My question is as follows. I know that classically speaking, if you have some time varying signal $X(t)$ its power spectral density $S_X(f)$ will be symmetric around $f=0$ as the signal is real. This is why your spectrum analyzer only shows the positive part, the negative part is redundant.

But if one has a complex signal (such as often encountered in quantum mechanics) the PSD can be asymmetric around 0. This for example leads to the asymmetry between absorption and emission in atoms: atoms have spontaneous emission (emission in the absence of photons in the environment) but not spontaneous absorption.

What I am interested in is if there is a way to physically make such a complex signal with asymmetric PSD. Maybe this can be done by using two channels that output the signal with some phase difference? I've tried looking for some source material on this but I have not been successful.

@user129412, there are many ways to generate both continuous signals and discrete sequence having asymmetric PSDs. One way, for discrete sequences, is shown in the following diagram.

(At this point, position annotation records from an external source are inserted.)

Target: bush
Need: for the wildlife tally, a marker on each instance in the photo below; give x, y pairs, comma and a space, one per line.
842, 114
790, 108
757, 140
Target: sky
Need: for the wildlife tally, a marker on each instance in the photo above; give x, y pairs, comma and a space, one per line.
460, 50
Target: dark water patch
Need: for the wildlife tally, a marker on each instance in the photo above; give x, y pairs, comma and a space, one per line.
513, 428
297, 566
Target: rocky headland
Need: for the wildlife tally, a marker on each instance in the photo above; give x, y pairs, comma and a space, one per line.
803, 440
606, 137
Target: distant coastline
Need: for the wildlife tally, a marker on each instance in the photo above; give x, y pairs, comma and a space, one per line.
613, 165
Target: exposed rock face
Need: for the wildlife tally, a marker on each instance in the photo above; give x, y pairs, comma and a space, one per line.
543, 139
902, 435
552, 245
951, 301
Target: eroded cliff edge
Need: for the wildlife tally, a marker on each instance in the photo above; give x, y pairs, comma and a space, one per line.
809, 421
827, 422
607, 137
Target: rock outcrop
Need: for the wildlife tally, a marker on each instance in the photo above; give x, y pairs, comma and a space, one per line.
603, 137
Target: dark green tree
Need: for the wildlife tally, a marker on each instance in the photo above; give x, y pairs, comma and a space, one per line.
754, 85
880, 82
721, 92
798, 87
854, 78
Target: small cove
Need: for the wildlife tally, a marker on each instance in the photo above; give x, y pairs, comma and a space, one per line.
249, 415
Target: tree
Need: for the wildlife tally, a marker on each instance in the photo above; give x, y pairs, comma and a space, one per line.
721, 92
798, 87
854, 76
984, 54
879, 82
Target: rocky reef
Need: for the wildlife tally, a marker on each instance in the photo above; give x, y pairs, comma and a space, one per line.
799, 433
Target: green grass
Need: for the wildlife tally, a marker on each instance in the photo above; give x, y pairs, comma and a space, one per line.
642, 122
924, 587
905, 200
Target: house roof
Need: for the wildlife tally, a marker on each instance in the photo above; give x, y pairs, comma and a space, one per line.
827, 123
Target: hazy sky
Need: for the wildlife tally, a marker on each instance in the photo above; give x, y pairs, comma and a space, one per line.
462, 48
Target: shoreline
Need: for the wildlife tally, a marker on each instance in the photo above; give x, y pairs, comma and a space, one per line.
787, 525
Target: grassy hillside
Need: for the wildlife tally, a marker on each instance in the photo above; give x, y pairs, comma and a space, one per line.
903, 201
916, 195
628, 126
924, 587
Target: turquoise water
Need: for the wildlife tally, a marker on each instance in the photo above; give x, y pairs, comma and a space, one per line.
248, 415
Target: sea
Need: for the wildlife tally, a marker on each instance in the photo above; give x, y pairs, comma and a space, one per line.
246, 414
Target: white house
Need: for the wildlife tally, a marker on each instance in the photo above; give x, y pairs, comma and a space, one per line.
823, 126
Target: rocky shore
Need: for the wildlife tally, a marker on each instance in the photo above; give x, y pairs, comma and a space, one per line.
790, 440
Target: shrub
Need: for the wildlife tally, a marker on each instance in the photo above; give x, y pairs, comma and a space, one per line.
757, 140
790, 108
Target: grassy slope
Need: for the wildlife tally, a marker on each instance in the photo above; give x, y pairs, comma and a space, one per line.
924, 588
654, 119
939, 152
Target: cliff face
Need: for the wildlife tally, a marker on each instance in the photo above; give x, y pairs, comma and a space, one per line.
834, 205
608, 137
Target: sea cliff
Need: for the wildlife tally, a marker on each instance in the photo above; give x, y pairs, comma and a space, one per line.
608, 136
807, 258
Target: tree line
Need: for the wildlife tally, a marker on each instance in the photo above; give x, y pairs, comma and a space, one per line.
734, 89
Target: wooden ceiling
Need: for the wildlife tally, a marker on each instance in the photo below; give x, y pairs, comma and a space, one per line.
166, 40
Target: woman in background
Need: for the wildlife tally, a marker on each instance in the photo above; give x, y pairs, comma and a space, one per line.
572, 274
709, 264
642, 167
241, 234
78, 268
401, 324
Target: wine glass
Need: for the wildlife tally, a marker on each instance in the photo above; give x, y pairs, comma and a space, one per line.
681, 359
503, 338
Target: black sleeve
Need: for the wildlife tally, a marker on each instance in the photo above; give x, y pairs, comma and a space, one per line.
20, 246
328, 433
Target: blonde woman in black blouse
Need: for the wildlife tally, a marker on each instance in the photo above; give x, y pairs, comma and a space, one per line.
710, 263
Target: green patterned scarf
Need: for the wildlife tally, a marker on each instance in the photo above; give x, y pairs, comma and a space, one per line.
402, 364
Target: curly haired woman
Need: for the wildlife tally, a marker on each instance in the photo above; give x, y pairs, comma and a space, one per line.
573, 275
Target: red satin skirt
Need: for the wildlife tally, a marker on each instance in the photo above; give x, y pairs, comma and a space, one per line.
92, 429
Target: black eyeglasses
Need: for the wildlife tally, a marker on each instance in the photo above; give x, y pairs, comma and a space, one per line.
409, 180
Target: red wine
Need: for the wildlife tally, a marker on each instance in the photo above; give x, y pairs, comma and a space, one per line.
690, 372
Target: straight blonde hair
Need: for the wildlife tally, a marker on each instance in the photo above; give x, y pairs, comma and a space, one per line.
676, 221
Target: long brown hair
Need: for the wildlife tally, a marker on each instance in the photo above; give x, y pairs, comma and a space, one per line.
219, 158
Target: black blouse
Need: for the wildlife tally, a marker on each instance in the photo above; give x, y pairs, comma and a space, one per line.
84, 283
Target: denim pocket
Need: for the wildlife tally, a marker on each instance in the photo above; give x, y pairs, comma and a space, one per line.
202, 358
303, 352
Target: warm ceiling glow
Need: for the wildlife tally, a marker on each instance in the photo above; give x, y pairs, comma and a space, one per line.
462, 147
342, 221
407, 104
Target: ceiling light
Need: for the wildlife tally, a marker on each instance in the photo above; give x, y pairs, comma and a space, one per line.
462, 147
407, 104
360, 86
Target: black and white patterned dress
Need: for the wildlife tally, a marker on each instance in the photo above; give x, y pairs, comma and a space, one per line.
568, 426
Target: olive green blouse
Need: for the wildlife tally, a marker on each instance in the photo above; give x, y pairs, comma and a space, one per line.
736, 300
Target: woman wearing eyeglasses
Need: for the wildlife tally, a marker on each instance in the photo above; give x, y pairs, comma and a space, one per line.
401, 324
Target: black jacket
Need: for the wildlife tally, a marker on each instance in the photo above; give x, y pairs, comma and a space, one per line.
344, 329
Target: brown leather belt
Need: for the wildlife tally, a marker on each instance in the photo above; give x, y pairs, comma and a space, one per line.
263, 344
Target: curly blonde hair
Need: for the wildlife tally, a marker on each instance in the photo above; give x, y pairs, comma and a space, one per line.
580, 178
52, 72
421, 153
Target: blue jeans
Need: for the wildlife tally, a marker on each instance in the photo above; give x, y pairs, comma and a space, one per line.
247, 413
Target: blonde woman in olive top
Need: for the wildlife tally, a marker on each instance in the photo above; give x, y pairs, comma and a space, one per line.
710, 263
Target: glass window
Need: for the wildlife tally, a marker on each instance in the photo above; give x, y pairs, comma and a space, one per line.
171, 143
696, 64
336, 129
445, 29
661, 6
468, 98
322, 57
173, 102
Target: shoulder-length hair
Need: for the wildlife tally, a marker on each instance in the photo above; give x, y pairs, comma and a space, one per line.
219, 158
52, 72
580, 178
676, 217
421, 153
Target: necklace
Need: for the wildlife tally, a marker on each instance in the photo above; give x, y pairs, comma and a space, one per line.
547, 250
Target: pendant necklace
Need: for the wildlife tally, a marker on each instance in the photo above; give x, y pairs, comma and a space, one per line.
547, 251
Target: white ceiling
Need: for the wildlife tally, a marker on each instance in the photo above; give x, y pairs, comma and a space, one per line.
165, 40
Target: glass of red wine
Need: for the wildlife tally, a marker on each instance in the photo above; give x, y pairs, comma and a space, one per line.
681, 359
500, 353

$x_r(n)$ is a narrow bandpass signal having spectral energy in the vicinity of $±f_c$ Hz. The complex-valued $x_c(n)$ output sequence is your desired asymmetrical sequence having spectral energy only in the vicinity of $+f_c$ Hz. (If your Hilbert transformer has M taps, where M is odd, then the upper path delay must be (M-1)/2 samples to achieve time synchronization between the two signal paths.) If you desire sequences whose asymmetrical spectra are centered at zero Hz, many ways to obtain such sequences can be found at:

https://www.dsprelated.com/showarticle/153.php

You are right that you need two signal paths: a complex signal is in fact two (real-valued) signals, combined as the real and imaginary parts of a complex-valued signal:

$$z(t)=x(t)+j\cdot y(t)\tag{1}$$

where $x(t)$ and $y(t)$ are real-valued.

Assuming that $x(t)$ and $y(t)$ are jointly wide-sense stationary (WSS) random processes, it can be shown that the the PSD $S_{zz}(\omega)$ of $z(t)$ is given by

$$S_{zz}(\omega)=S_{xx}(\omega)+S_{yy}(\omega)-2\,\text{Im}\{S_{xy}(\omega)\}\tag{2}$$

where $S_{xx}(\omega)$ and $S_{yy}(\omega)$ are the PSDs of $x(t)$ and $y(t)$, respectively, and $S_{xy}(\omega)$ is the cross-power spectral density of $x(t)$ and $y(t)$. Note that in $(2)$, $S_{xx}(\omega)$ and $S_{yy}(\omega)$ are even functions, but $\text{Im}\{S_{xy}(\omega)\}$ is odd, so $S_{zz}(\omega)$ is generally asymmetric.